Rabi, Maestro mio, entre as folhagens viçosas, os arbustos verdejantes, as árvores imponentes: o limoeiro, a figueira, a palmeira, o cafeeiro, a amoreira, o bambual, a bananeira, a goiabeira, a laranjeira, e as flores perfumosas do seu jardim, entrecortado por passagens, bancos e muretas de paralelepípedos -tudo plantado e feito pelo seu coração- caminhei, na minha última infância e primeira juventude, tantas vezes, de um lado para o outro, preso à sua mão, pulando o caminho das formigas, emudecendo-nos, atônitos, diante dos beija-flores. Descobrindo, a cada canto, a santidade do mundo das larvas, casulos e borboletas, a sabedoria das aranhas coloridas no alto das árvores, o calor dos ninhos de passarinhos, a vida em sementes explodindo ao vento.

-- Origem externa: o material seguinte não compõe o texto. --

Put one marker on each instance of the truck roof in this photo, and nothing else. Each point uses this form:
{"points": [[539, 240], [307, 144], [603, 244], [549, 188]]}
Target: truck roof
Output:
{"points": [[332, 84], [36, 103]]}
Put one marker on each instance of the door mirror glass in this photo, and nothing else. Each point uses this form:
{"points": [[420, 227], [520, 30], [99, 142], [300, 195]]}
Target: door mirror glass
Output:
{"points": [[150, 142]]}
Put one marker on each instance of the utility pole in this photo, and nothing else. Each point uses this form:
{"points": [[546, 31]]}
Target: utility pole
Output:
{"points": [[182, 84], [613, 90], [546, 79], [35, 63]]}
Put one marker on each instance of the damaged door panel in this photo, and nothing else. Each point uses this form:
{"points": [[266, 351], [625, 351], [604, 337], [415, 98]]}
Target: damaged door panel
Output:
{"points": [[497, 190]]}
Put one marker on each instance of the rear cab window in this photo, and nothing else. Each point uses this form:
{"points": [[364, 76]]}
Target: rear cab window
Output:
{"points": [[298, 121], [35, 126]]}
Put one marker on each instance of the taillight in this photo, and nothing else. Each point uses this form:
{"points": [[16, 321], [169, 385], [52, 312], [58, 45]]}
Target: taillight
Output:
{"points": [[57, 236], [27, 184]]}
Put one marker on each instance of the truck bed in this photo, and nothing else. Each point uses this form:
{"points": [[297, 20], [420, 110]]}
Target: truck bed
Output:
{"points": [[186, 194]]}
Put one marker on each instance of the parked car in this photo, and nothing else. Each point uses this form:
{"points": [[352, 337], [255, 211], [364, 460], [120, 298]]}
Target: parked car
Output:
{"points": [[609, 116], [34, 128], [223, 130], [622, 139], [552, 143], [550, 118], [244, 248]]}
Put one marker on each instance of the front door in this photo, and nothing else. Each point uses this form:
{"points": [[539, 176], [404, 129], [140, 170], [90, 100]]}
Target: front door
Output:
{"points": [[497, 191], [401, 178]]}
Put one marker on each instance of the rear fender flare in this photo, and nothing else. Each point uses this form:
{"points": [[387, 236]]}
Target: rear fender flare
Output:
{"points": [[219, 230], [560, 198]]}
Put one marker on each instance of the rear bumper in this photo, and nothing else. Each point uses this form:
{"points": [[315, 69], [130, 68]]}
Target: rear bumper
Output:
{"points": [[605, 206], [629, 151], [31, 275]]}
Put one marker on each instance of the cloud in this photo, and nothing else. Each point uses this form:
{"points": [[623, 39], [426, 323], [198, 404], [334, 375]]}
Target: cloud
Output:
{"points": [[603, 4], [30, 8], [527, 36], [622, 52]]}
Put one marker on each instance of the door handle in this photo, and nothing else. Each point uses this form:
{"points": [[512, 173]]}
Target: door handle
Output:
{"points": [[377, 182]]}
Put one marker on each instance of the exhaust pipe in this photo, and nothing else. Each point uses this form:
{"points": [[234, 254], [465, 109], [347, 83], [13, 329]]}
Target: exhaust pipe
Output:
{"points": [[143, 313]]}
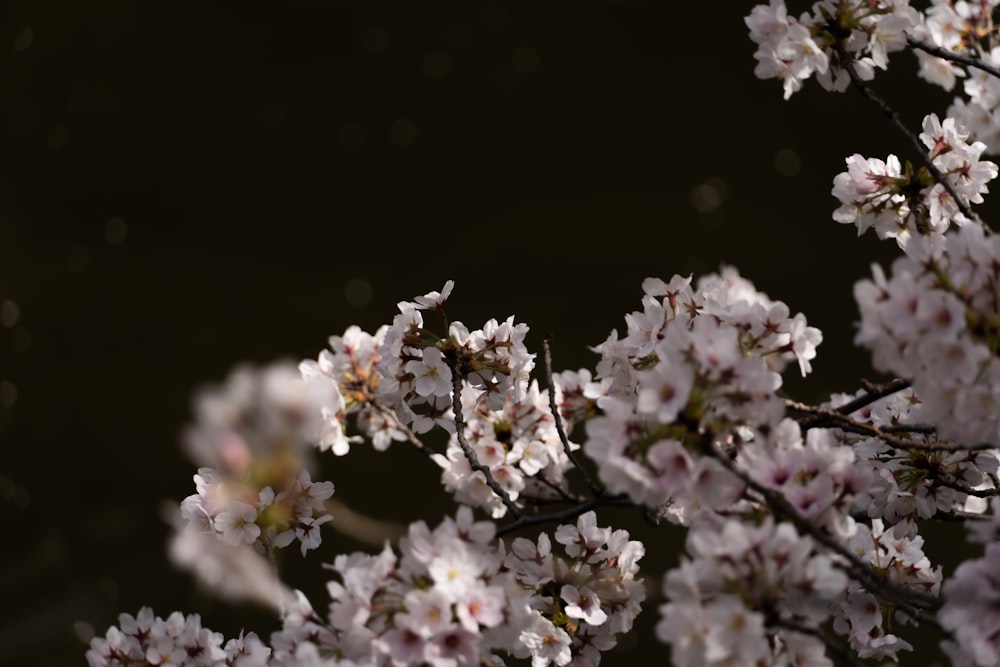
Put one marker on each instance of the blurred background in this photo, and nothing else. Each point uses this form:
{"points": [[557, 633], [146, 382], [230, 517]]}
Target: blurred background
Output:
{"points": [[189, 186]]}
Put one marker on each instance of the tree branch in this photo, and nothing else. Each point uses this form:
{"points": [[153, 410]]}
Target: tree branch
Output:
{"points": [[920, 149], [968, 61]]}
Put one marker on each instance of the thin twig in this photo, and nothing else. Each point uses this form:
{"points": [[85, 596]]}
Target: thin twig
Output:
{"points": [[961, 59], [921, 150], [554, 409], [845, 423], [906, 599], [841, 651], [411, 437], [566, 515], [966, 489], [470, 454]]}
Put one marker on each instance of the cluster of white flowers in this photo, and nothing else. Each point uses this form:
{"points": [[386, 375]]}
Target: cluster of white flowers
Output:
{"points": [[451, 596], [916, 483], [934, 320], [864, 31], [251, 439], [900, 203], [347, 378], [803, 531], [695, 360], [898, 559], [240, 511], [417, 364], [146, 639], [518, 443], [748, 595]]}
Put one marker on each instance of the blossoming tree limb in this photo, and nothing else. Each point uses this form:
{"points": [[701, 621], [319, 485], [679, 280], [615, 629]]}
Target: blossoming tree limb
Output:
{"points": [[803, 521]]}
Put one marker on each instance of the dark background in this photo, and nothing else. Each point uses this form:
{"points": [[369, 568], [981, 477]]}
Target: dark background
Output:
{"points": [[186, 186]]}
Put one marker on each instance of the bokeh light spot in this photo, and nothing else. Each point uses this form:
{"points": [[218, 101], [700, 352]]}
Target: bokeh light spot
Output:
{"points": [[352, 136], [436, 65], [709, 196], [403, 132], [358, 292], [115, 231], [787, 162], [374, 40]]}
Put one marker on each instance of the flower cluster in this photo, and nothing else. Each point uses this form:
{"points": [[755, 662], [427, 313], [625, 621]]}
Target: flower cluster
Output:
{"points": [[251, 440], [695, 361], [934, 321], [451, 596], [899, 560], [518, 443], [347, 379], [900, 203], [748, 595], [918, 482], [859, 34], [803, 522], [240, 511], [970, 609], [145, 640], [418, 365]]}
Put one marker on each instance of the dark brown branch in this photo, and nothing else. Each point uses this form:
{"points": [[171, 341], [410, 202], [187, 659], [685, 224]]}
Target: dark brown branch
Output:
{"points": [[565, 515], [470, 454], [966, 489], [835, 419], [911, 602], [920, 149], [842, 652], [554, 409]]}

Naquele tempo, convidava-me a estar diante do poço e beber dele uma canecada de água fresca e, orientava-me, também, a ver tudo ao seu redor (porque o poço no seu rancho, meu bom homem, é o centro de tudo) mostrando como a natureza e o homem são o corpo e alma da Terra. E como os olhos iluminados pela bondade podem encontrar poesia e música puras, e harmonia, e afeto, e respeito pela vida.

Ah, jamais me esquecerei daquela ponte que você fez entre uma árvore e outra com um galho ressequido para que as formigas pudessem passar pelo alto, protegidas!) E com aquela caneca à mão, plena de água fresca, descobri para sempre que estes são os milagres mais próximos da manifestação de D'us! E entendi, então, por que se comovia com os cães enxotados, sarnentos e famintos nas calçadas, e os tomava nos braços, sarando suas chagas com carinho, banhando-os e alimentando-os, dando-lhes nomes (zé, caçula, preta, marrom...) e a amizade da sua casa.

Entendi por que arrebanhava das ruas para a sua pequena varanda tantos gatos quantos podia salvar do veneno da vizinhança. E por que alimentava centenas de pombos, recebendo-os na palma da sua mão, medicando os de asas e pés quebrados pela violência das pedras da ignorância. Entendi, também, por que dava morada a um sapo à direita da sua porta, e por que mantinha uma tampinha com açúcar para as grandes formigas pretas e um vaso mais adiante com água limpa para os passarinhos se refrescarem. E entendi, por que certa vez chorou profundamente, durante uma semana, a morte de um besouro grudado à tinta nova de um portal. Porque as tuas mãos, rabi, foram ungidas para abençoar!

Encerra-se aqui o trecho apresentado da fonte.